Virtue rewarded! Amidst all this clutter -- I found this little ledger which I picked up at an informal flea market in Marshall back in the Seventies. It's an account book for the years 1908 - 1910, kept by a student at some place he refers to as MC. Maybe nearby Mars Hill College -- but quite possibly some place nearer to Black Mtn. as he seems to visit there the most.
M.Jones kept very careful accounts -- of what he spent and what he earned. On one page he even categorizes his expenses as necessary or unnecessary.
He seems to have been working his way through college.On March 18, 1908, M. Jones spent 8 hours sodding the yard of a dorm -- for which he earned 80 cents. He continued working at this rate of pay, through out the month and into the next -- 2 hours here, three hours there, till he had earned $7.10.
He waited tables, swept floors, made ice cream, washed dishes, and 'cleaned up' -- all at 10 cents and hour.
Also noted as money-making activities are fireing (chopping wood? feeding a furnace?) gardening, cutting corn, and rolling a tennis court.
How did M. Jones spend his money? Here's a sampling: 1 car fare - 5 cents, 1 dinner - 25 cents, 1 box cagars (sic) - 5 cents, 4 bananas - 5 cents, 6 plugs tobacco, 50 cents, soda fountain - 50 cents, ticket to Black Mtn, - 10 cents, soda fountain - 25 cents, chewing gum - 2 cents.
But it wasn't all frivolity. There was the registration fee for a conference at a whopping $5 and another $5 for board at the conference. A trip to the dentist was $1 (and later 6 teeth filled for $5.) His dinners generally cost 10 or 15 cents.

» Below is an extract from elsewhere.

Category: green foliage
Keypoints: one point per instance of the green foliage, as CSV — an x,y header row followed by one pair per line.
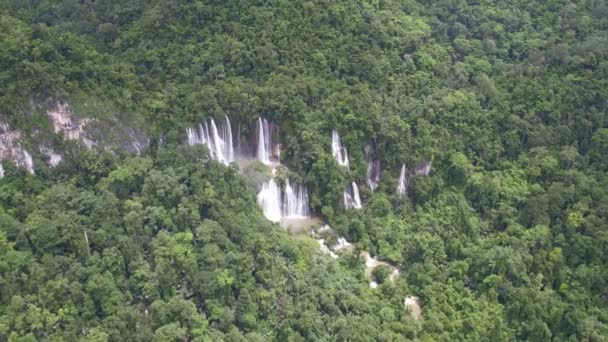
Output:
x,y
504,240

He bought 3 collars for 30 cents, a suit for $4.50, 2 shirts for $1, a pair of shoes for $2, 6 handkerchiefs for 50 cents and a trunk for $5.
Learning cost money -- 6 candles for 10 cents, 1 notebook -5 cents, a lamp for 60 cents, a pint of oil for the lamp - 3 cents, 3 books rented for 70 cents, 2 pencils - 5 cents, Caesar - 75 cents. 2 bottles ink - 15 cents, 6 pen points- 5 cents, pen stock - 10 cents.
Jones also kept track of his travels -- mostly by rail -- to Black Mountain, Asheville, Beaufort, Savannah, Cincinnati, New York City -- and then, rather surprisingly, to Panama -- Colon, Culebra, Corazal . . .
What in the world was M. Jones up to?